Charles menilai, respons pemerintah terhadap masalah-masalah hukum bersifat sporadis dan temporer. Pada masalah pungli meruak di tengah masyarakat, pemerintah membentuk tim saber pungli yang kinerjanya sempat membuat masyarakat mengapresiasi. Akan tetapi, hal tersebut tidak berlangsung lama karena beberapa waktu sesudahnya tim tersebut kurang kelihatan gaungnya kembali.
“Respons pemerintah terhadap penegakan hukum sporadis. Ketika terjadi Tragedi Kanjuruhan, membentuk tim gabungan (tim gabungan independen pencari fakta). Akan tetapi, ketika hasilnya sudah ada, ketika ditanya malah menghindar. Itu gambaran besar respons sporadis. Begitu publik tidak lagi memperhatikan, (perhatian) geser,” kata Charles. Ia menambahkan, pemerintah menjawab beragam permasalahan hukum dengan program yang seperti ”angin-anginan” atau temporer.
Pemerintah sebenarnya sudah memiliki instrumen yang cukup untuk memberangus suap, jual beli perkara, KKN, dan sebagainya. Ada rencana strategis nasional pemberantasan korupsi, misalnya, tetapi, menurut Charles, dokumen tersebut sebatas dokumen normatif tertulis dengan berbagai check list. ”Tapi, tidak ada perubahan perilaku, sejauh mana perilaku dan Budaya di sebuah instansi berubah,” ujarnya.
Solusi untuk persoalan tersebut, menurut Charles, adalah menghidupkan program-program yang bersifat jangka panjang; bukan sekadar suatu reaksi terhadap sebuah persoalan. Apabila program pemerintah sporadis, yang terjadi hanyalah menutup satu lubang sementara lubang akan muncul di tempat lain dan demikian seterusnya.
Optimisme
Anggota Komisi III DPR dari Fraksi Partai Nasdem, Taufik Basari, mengungkapkan, ada modal untuk menyikapi permasalahan tersebut secara lebih optimistis. Dalam paparannya di hadapan Komisi III, Komisi Pemberantasan Korupsi menguraikan tentang meningkatnya Indeks Perilaku Antikorupsi masyarakat. Hal tersebut menunjukkan bahwa tingkat kesadaran masyarakat terhadap sikap antikorupsi meningkat.
”Hal ini dapat menjadi modal optimism bahwa masyarakat tidak lagi permisif terhadap perilaku korupsi,” ungkapnya.
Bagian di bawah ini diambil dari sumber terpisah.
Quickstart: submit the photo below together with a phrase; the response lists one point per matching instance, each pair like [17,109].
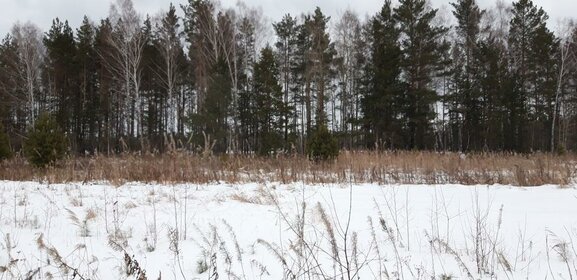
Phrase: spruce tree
[269,104]
[466,102]
[529,41]
[5,151]
[45,143]
[422,58]
[382,102]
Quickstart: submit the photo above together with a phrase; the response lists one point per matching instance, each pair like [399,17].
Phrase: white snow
[491,232]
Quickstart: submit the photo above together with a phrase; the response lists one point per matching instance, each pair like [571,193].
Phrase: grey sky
[42,12]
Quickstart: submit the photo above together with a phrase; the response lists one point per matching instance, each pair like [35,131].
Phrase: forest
[200,77]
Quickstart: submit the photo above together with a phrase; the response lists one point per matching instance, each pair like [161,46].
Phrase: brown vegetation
[350,167]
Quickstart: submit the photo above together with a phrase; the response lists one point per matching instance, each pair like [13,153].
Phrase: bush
[322,145]
[46,142]
[5,151]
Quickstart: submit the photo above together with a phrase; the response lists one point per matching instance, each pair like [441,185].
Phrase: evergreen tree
[286,50]
[270,106]
[384,98]
[529,38]
[46,143]
[422,57]
[61,78]
[86,57]
[467,101]
[5,151]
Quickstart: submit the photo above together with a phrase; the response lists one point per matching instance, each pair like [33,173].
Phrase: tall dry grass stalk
[350,167]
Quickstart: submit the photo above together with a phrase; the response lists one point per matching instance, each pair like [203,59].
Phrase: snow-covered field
[274,231]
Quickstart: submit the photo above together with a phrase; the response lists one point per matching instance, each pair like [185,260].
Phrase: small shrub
[322,145]
[46,142]
[5,152]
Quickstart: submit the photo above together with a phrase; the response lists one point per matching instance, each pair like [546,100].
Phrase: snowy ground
[275,231]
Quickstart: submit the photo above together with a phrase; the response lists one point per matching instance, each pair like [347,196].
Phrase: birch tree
[28,39]
[128,43]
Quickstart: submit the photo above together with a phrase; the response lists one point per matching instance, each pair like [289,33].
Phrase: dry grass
[353,167]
Namun, ada tantangan berat yang dihadapi pemerintah. Tantangan yang dimaksud adalah pemerintah harus mampu meyakinkan publik bahwa mereka serius dalam memperbaiki tata Kelola pemerintahan dan pencegahan korupsi. Menurut Taufik, salah satu hal yang harus menjadi perhatian adalah masih terbukanya peluang suap-menyuap di berbagai bidang. Padahal, sistem pencegahan telah dilakukan dengan cara penyederhanaan pengurusan administrasi—termasuk perizinan dan dibangunnya proses administrasi berbasis digital.
”Perlu dievaluasi apa yang menjadi penyebab praktik ini masih berpeluang terjadi meskipun sudah ada perbaikan sistem,” ujar Taufik.